The prison population started rising during the mid-1970s oil shock and kept right on rising during the recessions of 1980, 1981-1982, 1990-1991 and 2001. If we want to explain a historic reversal of a multi-decade trend, we cannot logically do it by pointing to a factor that occurred repeatedly — a lousy economy — while that trend was underway (and p.s. the rate of incarceration also rose during the Great Depression).

Look instead for more novel factors to explain why the incarceration rate is finally falling, such as the lowest crime rates we have in generations, lower fear of crime than in generations, the emergence of effective alternatives to incarceration, and/or, if Kevin Drum is right, the dramatic reduction in lead in the environment.

I appreciate the shout out on lead, but I want to register a small semantic complaint: in what way would falling crime rates be a novel explanation for falling incarceration rates? Seems like ham and eggs to me. Based solely on the dramatic drop in crime rates over the past two decades, I'm willing to bet that prison populations will continue to drop for a good long time.

Konczal marshals some fairly unconventional arguments for and against the idea that recessions are related to incarceration rates, but never mentions the massive U.S. decline in crime rates since 1991. But you really can't do that. There have indeed been changes in the way we think about incarceration over the past few years—on both left and right—but those changes have themselves been driven by lower crime rates that everyone now agrees are permanent. That's where it all starts.

A new AP report suggests that 80 percent of the U.S. population struggles with poverty at some point in their lives. Ryan Cooper riffs on this to make a nonpartisan point about American political parties:

It's probably fair to say also that poor whites are overwhelmingly Republican, and in large part due to an overhang of racial resentment....This is why I despair of analysis like Matt Yglesias' or Sean Trende's making the case the Republicans can keep winning with white voters alone (though NB that Trende doesn't argue that this means the GOP doesn't have to change). Because that does not bode well for our future.

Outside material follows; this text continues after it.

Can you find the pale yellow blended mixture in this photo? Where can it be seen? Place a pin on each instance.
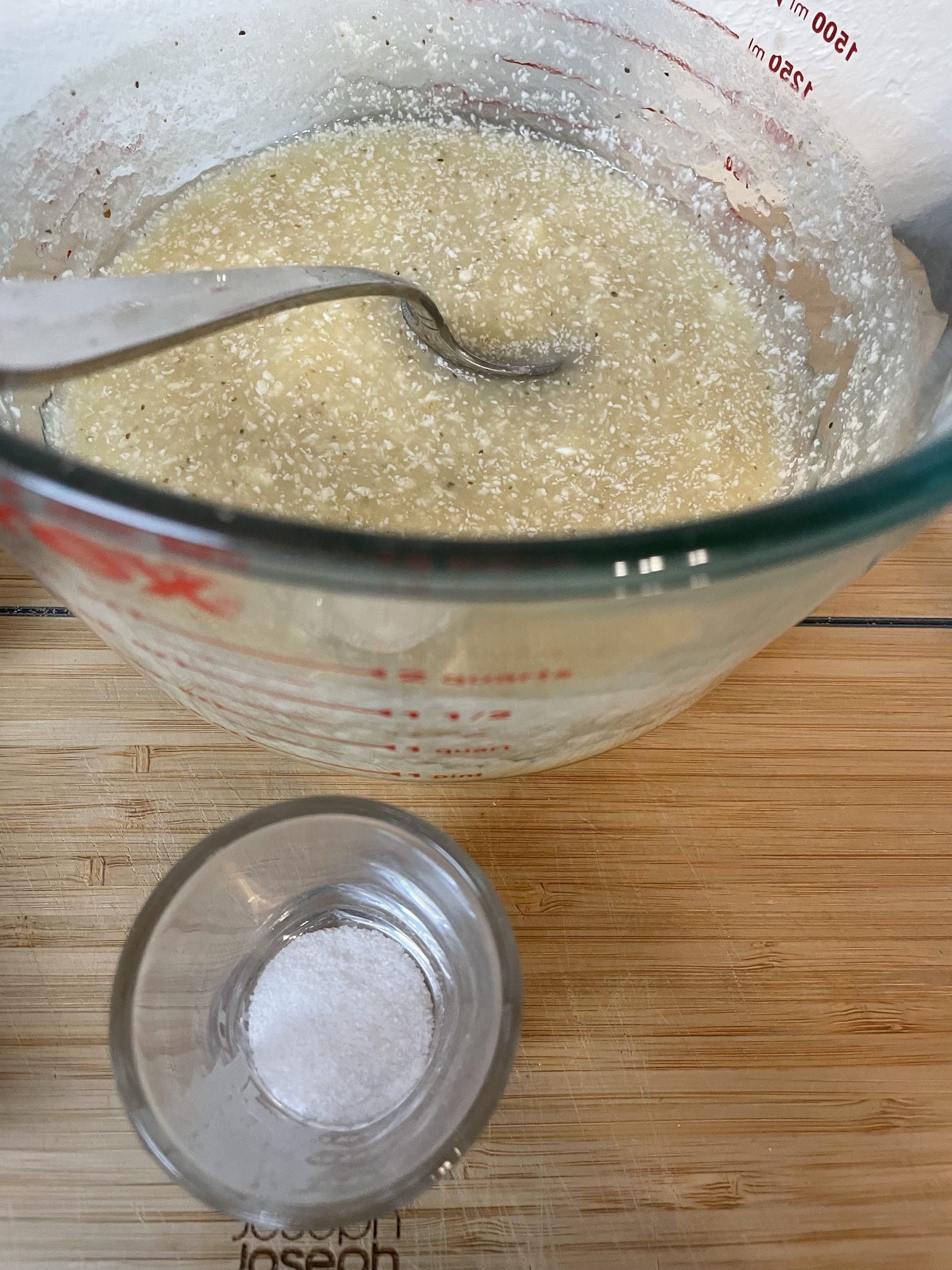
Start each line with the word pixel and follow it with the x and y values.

I lived in South Africa for a time, where voting breaks down almost entirely by race. To a first approximation, blacks vote for the African National Congress, whites and Coloureds (the non-offensive term adopted by mixed-race people) vote for the Democratic Alliance. The upshot is that because blacks make up about 77 percent of the population the ANC has won every election with over 60% of the vote. (An outcome, I should add, that is the predicable outcome of the Apartheid state's vicious racist terrorism.)

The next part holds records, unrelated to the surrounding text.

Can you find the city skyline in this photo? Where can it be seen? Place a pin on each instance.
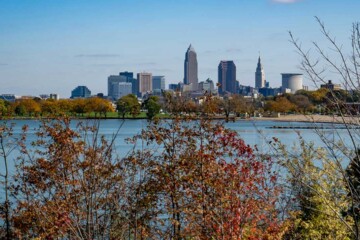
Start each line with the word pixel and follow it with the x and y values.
pixel 53 46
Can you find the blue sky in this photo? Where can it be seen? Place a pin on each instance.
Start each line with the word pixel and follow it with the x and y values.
pixel 52 46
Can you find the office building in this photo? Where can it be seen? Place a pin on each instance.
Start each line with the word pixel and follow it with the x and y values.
pixel 113 86
pixel 158 82
pixel 331 86
pixel 122 89
pixel 227 77
pixel 174 87
pixel 207 86
pixel 123 77
pixel 259 75
pixel 130 79
pixel 191 69
pixel 80 92
pixel 292 81
pixel 145 83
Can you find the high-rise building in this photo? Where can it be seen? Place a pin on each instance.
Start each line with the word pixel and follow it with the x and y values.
pixel 113 85
pixel 158 82
pixel 80 92
pixel 227 77
pixel 292 81
pixel 191 69
pixel 207 86
pixel 259 75
pixel 123 77
pixel 145 83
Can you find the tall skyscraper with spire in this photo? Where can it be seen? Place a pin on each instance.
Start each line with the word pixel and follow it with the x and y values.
pixel 191 69
pixel 259 75
pixel 227 77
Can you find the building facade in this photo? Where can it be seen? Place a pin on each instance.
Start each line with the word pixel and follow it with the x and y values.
pixel 226 77
pixel 113 86
pixel 292 81
pixel 80 92
pixel 207 86
pixel 331 86
pixel 191 69
pixel 259 75
pixel 145 83
pixel 158 82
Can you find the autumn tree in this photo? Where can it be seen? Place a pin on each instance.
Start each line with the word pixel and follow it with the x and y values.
pixel 280 104
pixel 203 182
pixel 152 106
pixel 8 143
pixel 67 185
pixel 316 194
pixel 302 103
pixel 343 65
pixel 128 104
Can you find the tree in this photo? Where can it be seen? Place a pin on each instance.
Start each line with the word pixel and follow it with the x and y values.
pixel 67 185
pixel 281 104
pixel 317 64
pixel 128 104
pixel 203 182
pixel 152 106
pixel 316 192
pixel 302 102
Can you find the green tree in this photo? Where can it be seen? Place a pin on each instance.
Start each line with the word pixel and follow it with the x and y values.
pixel 317 193
pixel 152 106
pixel 128 104
pixel 281 104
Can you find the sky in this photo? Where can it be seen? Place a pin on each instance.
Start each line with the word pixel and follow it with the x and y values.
pixel 52 46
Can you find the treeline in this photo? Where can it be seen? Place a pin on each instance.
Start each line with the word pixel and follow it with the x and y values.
pixel 182 180
pixel 319 101
pixel 43 108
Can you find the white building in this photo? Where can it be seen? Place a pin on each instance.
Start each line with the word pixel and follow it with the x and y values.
pixel 145 83
pixel 292 81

But the lack of political competition has been disastrous. Especially during the tenure of Thabo Mbeki, the whole South African government was shot through with corruption and rank incompetence, culminating in the 2008 power crisis. Single party states, outside of a few possible exceptions like Singapore, are a recipe for failure.

I don't have time right now to ruminate on this at length. But it's worth tossing out for further thought. My big problem with Cooper's thesis is simple: it's not clear to me that poor and working-class whites actually do vote overwhelmingly Republican. That's certainly true in the South, but everywhere else this vote is split fairly evenly between the parties—and this has changed very little over the past few decades. There's really no national trend of working-class whites becoming more Republican.

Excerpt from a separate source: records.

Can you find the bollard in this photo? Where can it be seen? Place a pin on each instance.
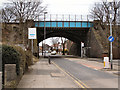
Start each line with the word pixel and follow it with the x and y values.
pixel 49 60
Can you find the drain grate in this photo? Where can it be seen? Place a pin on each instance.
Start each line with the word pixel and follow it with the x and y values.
pixel 57 74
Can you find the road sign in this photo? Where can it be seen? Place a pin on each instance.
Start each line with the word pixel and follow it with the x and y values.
pixel 111 38
pixel 31 33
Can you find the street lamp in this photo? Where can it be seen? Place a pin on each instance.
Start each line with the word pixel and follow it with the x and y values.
pixel 44 32
pixel 110 16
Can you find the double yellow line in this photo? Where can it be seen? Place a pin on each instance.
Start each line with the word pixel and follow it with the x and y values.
pixel 79 82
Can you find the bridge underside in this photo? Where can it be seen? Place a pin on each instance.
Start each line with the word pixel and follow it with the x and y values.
pixel 76 35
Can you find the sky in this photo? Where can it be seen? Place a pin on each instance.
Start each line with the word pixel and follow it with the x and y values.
pixel 79 7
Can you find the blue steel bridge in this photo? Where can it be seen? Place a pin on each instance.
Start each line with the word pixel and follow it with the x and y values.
pixel 75 31
pixel 65 24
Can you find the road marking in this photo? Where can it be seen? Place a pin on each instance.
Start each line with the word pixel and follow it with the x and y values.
pixel 90 66
pixel 80 83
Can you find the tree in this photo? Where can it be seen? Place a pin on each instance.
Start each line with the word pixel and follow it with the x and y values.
pixel 64 40
pixel 55 41
pixel 100 12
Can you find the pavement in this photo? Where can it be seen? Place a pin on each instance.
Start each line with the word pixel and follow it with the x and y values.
pixel 88 73
pixel 44 75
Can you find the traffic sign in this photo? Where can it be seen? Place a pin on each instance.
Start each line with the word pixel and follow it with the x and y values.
pixel 111 38
pixel 31 33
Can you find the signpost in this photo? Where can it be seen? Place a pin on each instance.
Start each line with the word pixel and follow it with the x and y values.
pixel 111 39
pixel 32 35
pixel 82 45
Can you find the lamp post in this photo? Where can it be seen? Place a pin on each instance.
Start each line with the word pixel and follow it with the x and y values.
pixel 44 33
pixel 110 19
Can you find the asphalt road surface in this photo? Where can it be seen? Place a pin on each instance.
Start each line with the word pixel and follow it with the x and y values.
pixel 89 77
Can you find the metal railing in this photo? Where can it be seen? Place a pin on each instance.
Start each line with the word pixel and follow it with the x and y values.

At least, that's one view. Andrew Levison and Ruy Teixeira present a different one here. They don't address regional differences, but they present fairly dire national data and go on to suggest that things might actually be even worse than they look. Democrats really are losing the white working-class vote, and this is a recipe for disaster unless things change.

I share Cooper's apprehension about the future of American politics if our major political parties both end up being defined largely by race and ethnicity. For that reason, among others, it's important to figure out which of these views is actually true.